In this episode, the interviewees include two alt-right Internet personalities, Weev and Baked Alaska, whose brand of humor lives on 4chan message boards and YouTube. Both Weev and Baked Alaska do nothing subversive or intelligent. It’s mostly Punching Down 2.0. Their form of comedy is pissing off the perceived power structure which, in their minds, is one that discriminates against white men. It does not deviate from the same white supremacist grievances that have infected American society since its founding. Charles understands this as he manages to sit through an interview with Weev where he recites a deeply anti-Semitic screed full of spittle. 

But, the “dangerous comedy” of Baked Alaska does have inspirations and for Charles, it’s personal. He cites Borat as an inspiration, viewing the satirical aspect of anti-Semitism in the film as literal.
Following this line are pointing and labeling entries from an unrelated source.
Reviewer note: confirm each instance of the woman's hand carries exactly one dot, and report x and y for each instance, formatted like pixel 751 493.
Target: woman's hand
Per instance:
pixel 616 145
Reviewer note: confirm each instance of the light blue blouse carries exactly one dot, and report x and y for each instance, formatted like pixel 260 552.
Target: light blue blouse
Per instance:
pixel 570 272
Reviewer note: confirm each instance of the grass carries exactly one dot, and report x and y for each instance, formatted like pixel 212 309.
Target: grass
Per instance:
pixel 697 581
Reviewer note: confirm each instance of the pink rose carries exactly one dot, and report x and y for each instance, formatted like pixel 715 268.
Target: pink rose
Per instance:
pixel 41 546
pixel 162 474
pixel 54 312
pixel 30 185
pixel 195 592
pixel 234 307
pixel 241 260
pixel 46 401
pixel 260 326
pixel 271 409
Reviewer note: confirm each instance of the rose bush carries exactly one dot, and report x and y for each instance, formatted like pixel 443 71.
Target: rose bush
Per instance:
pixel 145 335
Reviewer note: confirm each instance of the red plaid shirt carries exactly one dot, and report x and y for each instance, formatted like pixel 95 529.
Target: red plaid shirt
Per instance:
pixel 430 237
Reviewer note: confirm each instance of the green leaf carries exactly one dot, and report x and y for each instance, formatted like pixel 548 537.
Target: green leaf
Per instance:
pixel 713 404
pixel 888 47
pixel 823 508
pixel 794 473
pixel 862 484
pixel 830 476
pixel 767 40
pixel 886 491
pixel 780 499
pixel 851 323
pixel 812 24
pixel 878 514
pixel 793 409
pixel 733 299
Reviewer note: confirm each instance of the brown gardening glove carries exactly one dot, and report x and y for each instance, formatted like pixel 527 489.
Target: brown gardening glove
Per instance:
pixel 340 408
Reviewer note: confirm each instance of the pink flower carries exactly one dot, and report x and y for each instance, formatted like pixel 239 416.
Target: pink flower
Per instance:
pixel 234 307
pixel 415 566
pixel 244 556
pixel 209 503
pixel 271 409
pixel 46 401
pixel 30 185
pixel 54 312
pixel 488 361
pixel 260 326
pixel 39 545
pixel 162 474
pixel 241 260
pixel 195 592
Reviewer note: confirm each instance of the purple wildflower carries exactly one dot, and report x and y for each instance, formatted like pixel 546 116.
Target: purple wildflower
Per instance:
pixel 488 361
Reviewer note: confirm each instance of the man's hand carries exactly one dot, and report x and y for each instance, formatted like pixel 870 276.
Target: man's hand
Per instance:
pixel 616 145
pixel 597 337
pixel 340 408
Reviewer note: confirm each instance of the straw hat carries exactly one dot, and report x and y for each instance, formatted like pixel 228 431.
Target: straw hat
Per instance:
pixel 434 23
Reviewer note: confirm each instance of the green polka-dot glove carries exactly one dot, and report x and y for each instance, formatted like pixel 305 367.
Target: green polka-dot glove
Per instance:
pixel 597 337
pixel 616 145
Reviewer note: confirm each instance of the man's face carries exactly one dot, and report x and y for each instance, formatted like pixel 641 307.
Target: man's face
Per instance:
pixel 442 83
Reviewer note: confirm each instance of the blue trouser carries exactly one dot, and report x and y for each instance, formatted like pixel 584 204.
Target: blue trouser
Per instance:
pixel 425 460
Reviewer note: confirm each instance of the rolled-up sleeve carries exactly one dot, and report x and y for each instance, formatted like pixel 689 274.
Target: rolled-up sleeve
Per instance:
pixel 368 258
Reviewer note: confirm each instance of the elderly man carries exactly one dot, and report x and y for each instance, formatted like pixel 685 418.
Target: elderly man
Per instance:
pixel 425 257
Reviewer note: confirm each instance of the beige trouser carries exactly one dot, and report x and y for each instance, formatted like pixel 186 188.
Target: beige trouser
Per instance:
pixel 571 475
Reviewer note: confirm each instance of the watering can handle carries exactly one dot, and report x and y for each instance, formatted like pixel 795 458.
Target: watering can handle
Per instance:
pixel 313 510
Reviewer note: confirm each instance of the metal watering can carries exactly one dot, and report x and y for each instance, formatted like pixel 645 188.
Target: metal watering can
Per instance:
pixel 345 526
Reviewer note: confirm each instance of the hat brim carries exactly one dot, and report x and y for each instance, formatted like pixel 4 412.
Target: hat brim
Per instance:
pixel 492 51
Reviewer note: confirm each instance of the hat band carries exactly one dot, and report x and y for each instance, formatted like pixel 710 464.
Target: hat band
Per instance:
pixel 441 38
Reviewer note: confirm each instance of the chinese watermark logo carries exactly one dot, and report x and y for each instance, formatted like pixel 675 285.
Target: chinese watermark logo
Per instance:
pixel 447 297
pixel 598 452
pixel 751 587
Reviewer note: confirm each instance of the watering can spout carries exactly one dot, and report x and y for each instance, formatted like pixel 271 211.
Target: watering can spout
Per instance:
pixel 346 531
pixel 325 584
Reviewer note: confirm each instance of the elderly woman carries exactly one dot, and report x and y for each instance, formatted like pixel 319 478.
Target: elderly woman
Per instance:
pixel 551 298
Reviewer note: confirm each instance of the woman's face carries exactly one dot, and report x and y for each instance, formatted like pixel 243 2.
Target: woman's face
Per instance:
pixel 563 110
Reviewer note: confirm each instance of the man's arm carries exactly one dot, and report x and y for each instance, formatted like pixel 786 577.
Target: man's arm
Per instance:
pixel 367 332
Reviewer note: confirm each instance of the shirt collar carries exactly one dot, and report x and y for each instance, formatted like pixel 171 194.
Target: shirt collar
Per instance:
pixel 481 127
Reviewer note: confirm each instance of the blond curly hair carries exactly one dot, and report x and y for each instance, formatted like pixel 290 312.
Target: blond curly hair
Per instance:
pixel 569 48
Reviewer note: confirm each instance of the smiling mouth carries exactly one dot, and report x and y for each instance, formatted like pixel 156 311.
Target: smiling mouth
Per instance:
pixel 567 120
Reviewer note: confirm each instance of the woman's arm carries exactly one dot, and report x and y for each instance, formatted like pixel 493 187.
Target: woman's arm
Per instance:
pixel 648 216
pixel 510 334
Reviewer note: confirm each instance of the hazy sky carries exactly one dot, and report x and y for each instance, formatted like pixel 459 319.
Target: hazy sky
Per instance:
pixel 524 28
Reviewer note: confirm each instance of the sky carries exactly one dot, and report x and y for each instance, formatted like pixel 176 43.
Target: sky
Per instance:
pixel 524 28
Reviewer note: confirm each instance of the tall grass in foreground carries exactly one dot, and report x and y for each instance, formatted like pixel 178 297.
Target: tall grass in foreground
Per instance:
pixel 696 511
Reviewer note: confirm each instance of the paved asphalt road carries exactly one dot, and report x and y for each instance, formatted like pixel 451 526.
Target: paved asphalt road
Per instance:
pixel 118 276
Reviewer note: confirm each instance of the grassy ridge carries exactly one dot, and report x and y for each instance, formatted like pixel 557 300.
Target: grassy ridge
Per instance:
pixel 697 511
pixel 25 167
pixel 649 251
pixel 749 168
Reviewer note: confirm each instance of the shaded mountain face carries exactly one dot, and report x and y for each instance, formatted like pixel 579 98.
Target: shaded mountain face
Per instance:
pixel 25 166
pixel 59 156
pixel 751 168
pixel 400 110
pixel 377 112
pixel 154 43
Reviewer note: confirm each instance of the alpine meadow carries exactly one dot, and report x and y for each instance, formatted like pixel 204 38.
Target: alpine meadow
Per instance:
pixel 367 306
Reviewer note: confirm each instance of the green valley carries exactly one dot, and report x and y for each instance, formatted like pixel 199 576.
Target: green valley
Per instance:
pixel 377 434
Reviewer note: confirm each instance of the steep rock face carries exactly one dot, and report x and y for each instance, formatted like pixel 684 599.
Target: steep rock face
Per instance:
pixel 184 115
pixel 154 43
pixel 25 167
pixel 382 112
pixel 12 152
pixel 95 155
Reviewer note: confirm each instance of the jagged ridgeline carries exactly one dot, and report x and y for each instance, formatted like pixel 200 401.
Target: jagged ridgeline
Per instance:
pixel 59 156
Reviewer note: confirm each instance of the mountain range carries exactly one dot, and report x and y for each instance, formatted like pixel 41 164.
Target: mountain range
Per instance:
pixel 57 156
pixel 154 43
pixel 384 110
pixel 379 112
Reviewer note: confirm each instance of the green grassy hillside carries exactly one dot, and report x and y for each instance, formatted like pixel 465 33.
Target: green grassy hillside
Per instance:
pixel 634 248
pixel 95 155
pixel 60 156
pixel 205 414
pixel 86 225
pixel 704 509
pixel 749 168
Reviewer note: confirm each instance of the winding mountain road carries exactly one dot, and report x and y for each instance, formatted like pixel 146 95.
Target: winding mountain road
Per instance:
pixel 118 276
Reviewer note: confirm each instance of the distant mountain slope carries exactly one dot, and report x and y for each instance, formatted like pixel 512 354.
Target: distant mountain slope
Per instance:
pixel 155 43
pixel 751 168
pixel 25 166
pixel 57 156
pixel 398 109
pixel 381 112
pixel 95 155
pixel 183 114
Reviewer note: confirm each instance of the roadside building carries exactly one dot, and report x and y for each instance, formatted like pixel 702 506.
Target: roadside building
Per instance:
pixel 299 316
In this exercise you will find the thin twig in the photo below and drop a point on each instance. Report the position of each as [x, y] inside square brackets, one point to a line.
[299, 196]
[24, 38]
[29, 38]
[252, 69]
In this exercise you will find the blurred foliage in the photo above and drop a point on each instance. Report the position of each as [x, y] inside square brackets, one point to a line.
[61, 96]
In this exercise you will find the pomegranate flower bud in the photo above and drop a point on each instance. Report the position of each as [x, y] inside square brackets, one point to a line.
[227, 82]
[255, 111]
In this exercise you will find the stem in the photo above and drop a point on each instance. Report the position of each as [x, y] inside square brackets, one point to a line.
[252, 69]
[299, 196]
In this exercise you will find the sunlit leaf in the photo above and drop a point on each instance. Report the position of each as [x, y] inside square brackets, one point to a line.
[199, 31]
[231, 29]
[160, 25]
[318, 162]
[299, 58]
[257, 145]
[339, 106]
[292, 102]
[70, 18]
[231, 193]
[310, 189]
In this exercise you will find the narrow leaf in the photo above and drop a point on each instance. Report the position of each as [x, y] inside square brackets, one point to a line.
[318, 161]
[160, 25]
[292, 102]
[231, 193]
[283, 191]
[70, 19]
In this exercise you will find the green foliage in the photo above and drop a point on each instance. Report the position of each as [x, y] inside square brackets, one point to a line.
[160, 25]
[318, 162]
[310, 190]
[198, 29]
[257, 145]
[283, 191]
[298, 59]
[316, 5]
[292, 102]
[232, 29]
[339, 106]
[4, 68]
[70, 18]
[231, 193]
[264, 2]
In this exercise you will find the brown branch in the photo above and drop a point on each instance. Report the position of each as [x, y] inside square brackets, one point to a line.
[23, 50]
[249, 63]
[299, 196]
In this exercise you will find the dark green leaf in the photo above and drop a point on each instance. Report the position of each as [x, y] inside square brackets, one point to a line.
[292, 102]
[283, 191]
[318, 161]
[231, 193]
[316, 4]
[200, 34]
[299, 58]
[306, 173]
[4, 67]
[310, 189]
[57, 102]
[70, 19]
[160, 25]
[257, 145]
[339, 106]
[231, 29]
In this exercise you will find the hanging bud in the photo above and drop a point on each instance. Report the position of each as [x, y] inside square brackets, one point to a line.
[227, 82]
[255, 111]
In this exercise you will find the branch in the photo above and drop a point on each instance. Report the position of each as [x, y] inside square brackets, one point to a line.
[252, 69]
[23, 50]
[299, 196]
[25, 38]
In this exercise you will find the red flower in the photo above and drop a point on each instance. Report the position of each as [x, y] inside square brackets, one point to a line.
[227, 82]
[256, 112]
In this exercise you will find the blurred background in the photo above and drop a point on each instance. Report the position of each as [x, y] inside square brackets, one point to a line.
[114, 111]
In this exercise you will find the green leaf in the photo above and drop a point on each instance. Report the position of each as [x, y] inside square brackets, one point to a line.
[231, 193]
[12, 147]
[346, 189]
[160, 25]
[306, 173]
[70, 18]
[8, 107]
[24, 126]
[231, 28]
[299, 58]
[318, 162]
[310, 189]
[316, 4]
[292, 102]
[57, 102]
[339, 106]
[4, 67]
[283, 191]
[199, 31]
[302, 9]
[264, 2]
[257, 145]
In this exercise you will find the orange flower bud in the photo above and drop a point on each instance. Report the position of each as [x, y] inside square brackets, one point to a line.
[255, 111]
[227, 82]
Outside of the Netflix show, Charles has argued that it’s not his responsibility as an artist to clarify the intent of the material he worked with alongside Sacha Baron Cohen.

He does concede that Borat as a film could not be made in the same way, but he argues it’s because of the cultural imperialism in the moment of the Bush years rather than any sort of acknowledgement that the jokes could be refined. Like Charles’ subjects of former terrorists, Lobster boosters and Nigerian superstars, he too has faults and contradictions. 

The final episode of this dangerous world of comedy focuses on gender and sexual identity. A majority of the episode’s run time is dedicated to rape culture within Nigeria, the male comedians who profit from it and the female comedians who are under intense economic pressures to choose their words carefully in combating it.

Charles devotes his time in Nigeria to dissecting the male comedians and rightly challenging their material. The critical lens of these interactions presents the viewer with one of the series’ most moralizing episodes in a run of television that started with a warlord describing the taste of human flesh, followed by a US veteran named Donny O’Malley saying that “sick humor” such as rape is therapeutic despite thousands of sexual assaults reported by the Department of Defense in the US military, and later, an al-Shabaab terrorist describing the only time spent laughing was dragging bodies tied to a truck. Nowhere were these ideas of humor challenged in the same way that Charles asks of the male comedians in Nigeria. 

Can we assume that Charles refined his examination as the series continued and realized that maybe none of this is as funny as he thought? Or, is a subject as traumatic and demoralizing as rape off limits when it’s coming from the mouths of those who have not suffered in war time?

It’s hard to tell. Just as Charles proves throughout the show’s four episodes: there are disparities between the traditional American enterprise of comedy and what that same enterprise allows to flourish outside of its neatly-defined borders.